TEWL Measurements: TEWL measurements showed only small and sporadic product benefit during the course of the study.
Overall Conclusions
Trans-epidermal water loss (TEWL) measurements did not show consistent short or long term product effect in increasing the skin's barrier function. Short term product benefit for firming/lifting and resiliency was consistently observed via clinical grading and pinch recoil/Cutometer measurements, respectively, as well as by Ballistometer results (coefficient of restitution) starting after two weeks of treatment. Benefits from longer term (at home) usage were documented for firming/lifting [clinical grading, Cutometer and Ballistometer (CoR/indentation) scores] and for resiliency (pinch recoil scores).
Example 3
Irritation, Acnegenicity and Comedogenicity of a Skin Firming Product
A six-week clinical usage study was conducted to determine the irritation, acnegenicity, and comedogeniciy potential of a skin firming product. Fifty-four female subjects with self-perceived acne-prone facial skin, combination dry skin, and who regularly use a moisturizer twice daily on the face completed the study.

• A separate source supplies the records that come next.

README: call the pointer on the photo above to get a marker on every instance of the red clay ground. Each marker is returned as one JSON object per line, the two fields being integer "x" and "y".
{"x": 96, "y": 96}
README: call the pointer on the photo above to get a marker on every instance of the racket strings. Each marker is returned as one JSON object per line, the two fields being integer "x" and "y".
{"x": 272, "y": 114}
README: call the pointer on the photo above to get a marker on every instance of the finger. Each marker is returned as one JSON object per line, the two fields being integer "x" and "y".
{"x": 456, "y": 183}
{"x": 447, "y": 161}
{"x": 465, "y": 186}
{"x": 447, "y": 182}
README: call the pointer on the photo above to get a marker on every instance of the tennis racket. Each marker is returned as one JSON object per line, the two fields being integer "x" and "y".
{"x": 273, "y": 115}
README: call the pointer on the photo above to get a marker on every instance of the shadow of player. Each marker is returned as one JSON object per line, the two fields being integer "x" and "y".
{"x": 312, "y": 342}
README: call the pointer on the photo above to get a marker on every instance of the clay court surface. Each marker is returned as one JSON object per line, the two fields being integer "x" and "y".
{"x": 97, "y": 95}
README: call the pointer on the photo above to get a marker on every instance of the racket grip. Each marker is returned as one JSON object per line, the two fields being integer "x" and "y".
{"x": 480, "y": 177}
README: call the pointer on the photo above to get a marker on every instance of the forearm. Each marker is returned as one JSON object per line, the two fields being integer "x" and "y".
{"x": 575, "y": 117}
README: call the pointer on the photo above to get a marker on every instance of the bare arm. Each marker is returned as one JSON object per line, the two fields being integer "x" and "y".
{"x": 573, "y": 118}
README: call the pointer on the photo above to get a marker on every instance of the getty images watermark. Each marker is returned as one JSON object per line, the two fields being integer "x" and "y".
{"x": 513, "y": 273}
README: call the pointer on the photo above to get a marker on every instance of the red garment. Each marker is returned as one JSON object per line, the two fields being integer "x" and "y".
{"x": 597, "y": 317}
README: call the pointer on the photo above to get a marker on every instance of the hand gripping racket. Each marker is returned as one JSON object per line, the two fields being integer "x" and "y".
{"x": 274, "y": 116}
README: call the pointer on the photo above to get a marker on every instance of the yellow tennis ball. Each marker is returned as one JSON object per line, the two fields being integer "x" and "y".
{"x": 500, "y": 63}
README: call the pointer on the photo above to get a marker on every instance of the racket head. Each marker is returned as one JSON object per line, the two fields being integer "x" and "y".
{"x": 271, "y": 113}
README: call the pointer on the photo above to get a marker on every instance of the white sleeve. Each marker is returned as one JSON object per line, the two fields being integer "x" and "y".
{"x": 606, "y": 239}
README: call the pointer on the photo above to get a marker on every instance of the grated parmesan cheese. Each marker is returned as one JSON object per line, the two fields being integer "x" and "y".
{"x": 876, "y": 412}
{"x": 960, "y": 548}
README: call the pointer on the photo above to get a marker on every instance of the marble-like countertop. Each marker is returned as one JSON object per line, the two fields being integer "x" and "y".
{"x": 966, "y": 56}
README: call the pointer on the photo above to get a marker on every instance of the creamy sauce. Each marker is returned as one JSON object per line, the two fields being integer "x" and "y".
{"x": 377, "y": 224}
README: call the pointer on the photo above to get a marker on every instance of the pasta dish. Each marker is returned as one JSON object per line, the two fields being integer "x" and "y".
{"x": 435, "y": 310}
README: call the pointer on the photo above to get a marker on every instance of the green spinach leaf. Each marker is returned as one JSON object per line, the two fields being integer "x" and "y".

At the Baseline visit subjects applied an exaggerated amount of the test material to the eye area (approximately 0.5 grams) in the clinic. During the course of the study, subject applied a formula comprising a composition of the present invention to the face and neck twice daily for the duration of the study. Clinic evaluations were conducted at Baseline, Post-Application at the Baseline visit, Week 3 and Week 6. The formulation of the present invention tested in this study is disclosed in Example 2.
Subjects participated in the following procedures at each visit as indicated: Acne Counts Baseline, Week 3, Week 6--An expert clinical grader counted the number of papules, pustules, open comedones, closed comedones, and nodules on each subject's forehead, right cheek, left cheek, and chin. Objective irritation grading: Baseline, Week 3, Week 6--Objective irritation parameters (erythema and scaling/dryness) were graded on the left and right sides of the face and eye area.
Subjects showed no increases in objective irritation or in acne lesion counts after 3 and 6 weeks of using the test formulation. Significant decreases were observed in erythema and in most acne lesion counts
The above descriptions are those of the preferred embodiments of the invention. Various alterations and changes can be made without departing from the spirit and broader aspects of the invention as defined in the appended claims, which are to be interpreted in accordance with the principles of patent law including the doctrine of equivalents. Any references to claim elements in the singular, for example, using the articles "a," "an," "the," or "said," is not to be construed as limiting the element to the singular.